The trouble is, we have a very limited number of medications available in Malawi, and even in the capital city, most of the medications available can injure kidneys further. It was easy for me to stop the diabetic medication which caused kidney damage, a bit harder to optimize blood pressure medications as the patient didn’t have a record of the medications he had been taking. We don’t have the fancy injectable medications that can be used to quickly lower medications in the US, and frankly, I’m not sure his kidneys could handle them even if we did. People with low kidney function are very sensitive; a couple weeks ago I was caring for a patient with kidneys even lower functioning than this gentleman, and when he was injected a very small amount of insulin, it dropped his sugars from 400 to 60 and would have gone low enough to knock him unconscious if we hadn’t hooked him up to a bag of glucose then. So I gave quite a bit of counseling, about diet, about medications, about how soon to expect a change, about when to come back. And we prayed together. I prayed that the medications would work and that his kidneys would miraculously improve and that he would be able to get his sugars under control. We discussed a time to meet again, and I sent him off.

I would have liked to have more time to monitor him, to watch his pressure come down, to know that he would follow up at a certain time. But I was frantically busy that day, trying to squeeze people in before the holiday, and I didn’t have the full one-hour appointments that I preferred for new patients.
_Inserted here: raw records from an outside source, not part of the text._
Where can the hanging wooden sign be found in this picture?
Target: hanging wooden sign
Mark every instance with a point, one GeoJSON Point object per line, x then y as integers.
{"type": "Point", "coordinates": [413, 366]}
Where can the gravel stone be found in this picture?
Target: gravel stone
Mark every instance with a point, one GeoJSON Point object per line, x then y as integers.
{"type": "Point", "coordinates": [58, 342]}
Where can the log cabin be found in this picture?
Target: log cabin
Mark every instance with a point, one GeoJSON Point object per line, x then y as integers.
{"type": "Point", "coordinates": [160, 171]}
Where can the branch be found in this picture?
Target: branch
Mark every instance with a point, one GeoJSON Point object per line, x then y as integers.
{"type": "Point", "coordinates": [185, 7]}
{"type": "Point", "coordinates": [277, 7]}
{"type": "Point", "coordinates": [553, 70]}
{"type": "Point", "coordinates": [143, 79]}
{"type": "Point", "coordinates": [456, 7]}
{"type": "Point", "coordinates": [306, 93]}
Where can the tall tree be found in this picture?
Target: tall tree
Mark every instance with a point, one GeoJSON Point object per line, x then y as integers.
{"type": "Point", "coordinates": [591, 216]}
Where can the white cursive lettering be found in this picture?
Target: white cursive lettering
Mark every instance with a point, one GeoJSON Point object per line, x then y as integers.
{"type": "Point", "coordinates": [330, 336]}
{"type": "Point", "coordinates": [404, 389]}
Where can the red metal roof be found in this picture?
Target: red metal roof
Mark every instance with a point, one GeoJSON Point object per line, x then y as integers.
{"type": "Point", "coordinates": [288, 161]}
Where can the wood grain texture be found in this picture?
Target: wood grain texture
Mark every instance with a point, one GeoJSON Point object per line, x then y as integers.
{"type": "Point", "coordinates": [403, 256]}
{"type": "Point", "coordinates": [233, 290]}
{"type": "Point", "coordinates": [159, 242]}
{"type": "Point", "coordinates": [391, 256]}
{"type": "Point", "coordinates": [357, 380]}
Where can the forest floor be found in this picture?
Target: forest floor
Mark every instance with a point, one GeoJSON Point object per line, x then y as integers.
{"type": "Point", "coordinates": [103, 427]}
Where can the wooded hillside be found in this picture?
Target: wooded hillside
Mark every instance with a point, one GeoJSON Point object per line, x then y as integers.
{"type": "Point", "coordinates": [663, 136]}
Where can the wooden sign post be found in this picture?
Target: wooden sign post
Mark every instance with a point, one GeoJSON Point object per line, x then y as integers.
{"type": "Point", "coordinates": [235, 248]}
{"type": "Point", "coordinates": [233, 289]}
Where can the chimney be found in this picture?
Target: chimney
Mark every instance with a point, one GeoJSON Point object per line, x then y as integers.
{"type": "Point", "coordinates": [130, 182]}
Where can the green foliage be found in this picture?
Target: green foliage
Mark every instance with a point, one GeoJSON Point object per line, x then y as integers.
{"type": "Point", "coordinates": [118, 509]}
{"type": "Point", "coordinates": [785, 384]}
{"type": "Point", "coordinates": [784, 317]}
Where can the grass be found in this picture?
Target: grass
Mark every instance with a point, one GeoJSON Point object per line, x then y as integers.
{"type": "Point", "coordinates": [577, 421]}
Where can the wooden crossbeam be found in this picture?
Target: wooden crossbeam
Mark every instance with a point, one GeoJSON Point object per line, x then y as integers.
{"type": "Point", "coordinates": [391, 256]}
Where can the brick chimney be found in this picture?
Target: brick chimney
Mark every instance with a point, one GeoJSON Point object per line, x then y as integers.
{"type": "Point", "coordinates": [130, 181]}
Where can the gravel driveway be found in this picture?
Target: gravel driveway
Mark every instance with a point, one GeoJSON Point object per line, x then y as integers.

I had to trust my colleague, who ushered him out of the office, explaining things as he went. Only time will tell if this patient’s kidneys will improve. I am confident that the right medications and habits will help his blood pressure and sugars come down, since I’ve seen several patients with numbers and kidneys worse than his improve with the right medication and drastic lifestyle change. But whether therapeutics can help his blood pressure before he gets a stroke or a heart attack remains to be seen.

Two days later, communication with my colleague showed that the gentleman had stopped drinking, confirmed the medication that he had been taking before, and gave me a chance to advise about adding back one of the medications at ta twice-daily dosing if his blood pressures were at a certain range. And I learned that the patient had stopped drinking, whereas he was drinking a destructive amount before. So whether or not his kidneys will bounce back, whether or not we can control his chronic diseases, at least this individual is taking steps towards healing and hope.